Demand emanating from rural geographies is important for sustaining recovery. Demand for work under MGNREGA suggests continuing stress. Monsoons will be a big contributor. Sowing of kharif crops stalled in late June, but is predicted to pick up again in mid-July. Renewed government intervention is required.

Worries about inflation remain heightened, arising from the twin impulses of food and crude oil prices, and could force a monetary policy normalisation faster than presently anticipated.
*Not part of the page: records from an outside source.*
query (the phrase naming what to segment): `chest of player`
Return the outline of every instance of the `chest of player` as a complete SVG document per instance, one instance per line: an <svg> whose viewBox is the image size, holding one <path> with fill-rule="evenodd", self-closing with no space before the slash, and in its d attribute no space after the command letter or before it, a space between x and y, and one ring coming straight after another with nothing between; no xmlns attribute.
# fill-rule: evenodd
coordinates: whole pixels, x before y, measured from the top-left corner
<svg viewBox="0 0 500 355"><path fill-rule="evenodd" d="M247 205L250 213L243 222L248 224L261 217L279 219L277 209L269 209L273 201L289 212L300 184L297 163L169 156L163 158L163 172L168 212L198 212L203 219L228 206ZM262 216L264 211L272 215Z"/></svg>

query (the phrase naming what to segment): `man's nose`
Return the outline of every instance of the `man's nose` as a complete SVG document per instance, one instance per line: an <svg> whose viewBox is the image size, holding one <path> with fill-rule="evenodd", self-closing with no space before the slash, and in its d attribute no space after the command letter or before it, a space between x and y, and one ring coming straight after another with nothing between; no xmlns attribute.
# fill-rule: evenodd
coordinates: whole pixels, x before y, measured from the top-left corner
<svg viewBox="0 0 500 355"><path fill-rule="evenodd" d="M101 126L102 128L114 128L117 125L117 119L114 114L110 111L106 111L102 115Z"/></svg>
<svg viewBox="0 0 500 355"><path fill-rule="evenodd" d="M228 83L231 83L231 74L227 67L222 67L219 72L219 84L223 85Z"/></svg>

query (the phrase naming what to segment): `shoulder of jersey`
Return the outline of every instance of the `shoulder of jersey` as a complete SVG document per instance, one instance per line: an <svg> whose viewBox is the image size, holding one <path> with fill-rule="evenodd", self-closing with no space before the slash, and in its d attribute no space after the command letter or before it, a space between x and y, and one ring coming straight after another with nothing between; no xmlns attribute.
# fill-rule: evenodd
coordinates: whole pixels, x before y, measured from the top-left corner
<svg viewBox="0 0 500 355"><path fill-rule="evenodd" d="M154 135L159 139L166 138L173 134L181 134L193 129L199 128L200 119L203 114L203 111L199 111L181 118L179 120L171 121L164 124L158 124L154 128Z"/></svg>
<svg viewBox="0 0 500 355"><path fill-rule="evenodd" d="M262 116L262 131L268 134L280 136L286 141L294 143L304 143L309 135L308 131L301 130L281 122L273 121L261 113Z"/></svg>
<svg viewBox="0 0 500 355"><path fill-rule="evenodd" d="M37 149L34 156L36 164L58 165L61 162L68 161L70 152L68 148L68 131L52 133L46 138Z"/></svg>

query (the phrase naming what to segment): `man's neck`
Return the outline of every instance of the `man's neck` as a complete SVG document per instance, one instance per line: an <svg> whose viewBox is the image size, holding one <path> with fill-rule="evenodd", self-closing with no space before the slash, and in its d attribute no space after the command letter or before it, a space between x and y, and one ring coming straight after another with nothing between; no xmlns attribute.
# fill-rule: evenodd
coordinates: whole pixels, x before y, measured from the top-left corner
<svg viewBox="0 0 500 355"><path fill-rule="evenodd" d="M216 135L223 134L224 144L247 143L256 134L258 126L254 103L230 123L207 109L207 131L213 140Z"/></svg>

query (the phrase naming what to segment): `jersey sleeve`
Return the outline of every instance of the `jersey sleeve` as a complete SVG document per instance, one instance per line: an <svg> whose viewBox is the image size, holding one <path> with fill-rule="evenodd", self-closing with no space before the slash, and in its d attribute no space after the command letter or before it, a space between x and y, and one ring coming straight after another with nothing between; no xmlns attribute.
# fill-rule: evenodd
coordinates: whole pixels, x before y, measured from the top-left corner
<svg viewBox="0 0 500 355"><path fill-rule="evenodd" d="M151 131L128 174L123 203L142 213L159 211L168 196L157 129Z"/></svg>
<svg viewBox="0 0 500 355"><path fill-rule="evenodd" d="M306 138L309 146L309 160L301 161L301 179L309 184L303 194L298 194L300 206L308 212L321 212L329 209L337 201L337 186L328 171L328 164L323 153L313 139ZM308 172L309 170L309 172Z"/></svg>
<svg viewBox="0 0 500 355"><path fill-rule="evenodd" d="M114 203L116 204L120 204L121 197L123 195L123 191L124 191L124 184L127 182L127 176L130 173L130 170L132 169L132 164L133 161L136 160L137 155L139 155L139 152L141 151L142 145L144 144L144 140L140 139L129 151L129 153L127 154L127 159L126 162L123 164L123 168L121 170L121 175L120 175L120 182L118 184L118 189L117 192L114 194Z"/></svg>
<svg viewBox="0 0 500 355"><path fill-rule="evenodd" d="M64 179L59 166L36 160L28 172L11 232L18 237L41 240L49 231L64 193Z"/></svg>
Effects of potential spillovers from the earlier noted risks of global central banks’ policy tightening will only add to the difficulty of balancing a policy-induced increase in interest rates, moderating financial markets volatility and maintaining growth incentives.

Access to credit remains a crucial input in the recovery matrix, particularly for small and micro enterprises. The Union government’s Emergency Credit Line Guarantee Scheme (ECLGS) has reportedly been very effective in stabilising the solvency (and cash flows) of micro and small businesses. The expansion of this subvention is probably the most effective template to incentivise credit flows, leveraging on the government’s balance sheet to take on the first loss risks. At the same time, capex proposals of the Centre and states should gradually draw in private sector capex.

Shifting the lens to India’s medium-term growth potential, the encouraging aspect of the recovery is the resilience of many mid- and large-turnover companies in the face of the debilitating public health crisis. Corporate health has improved, with lower debt on balance sheets. Adoption of technology is widespread; this will boost productivity and competitiveness. But these factors reinforce trends in consolidation and market power. It will require policy interventions to create a more level playing field for smaller companies, which is crucial for job creation. Policy support will thus need to adapt from the “revive” to the “thrive” phase, to place India on a sustained 7 per cent plus growth path.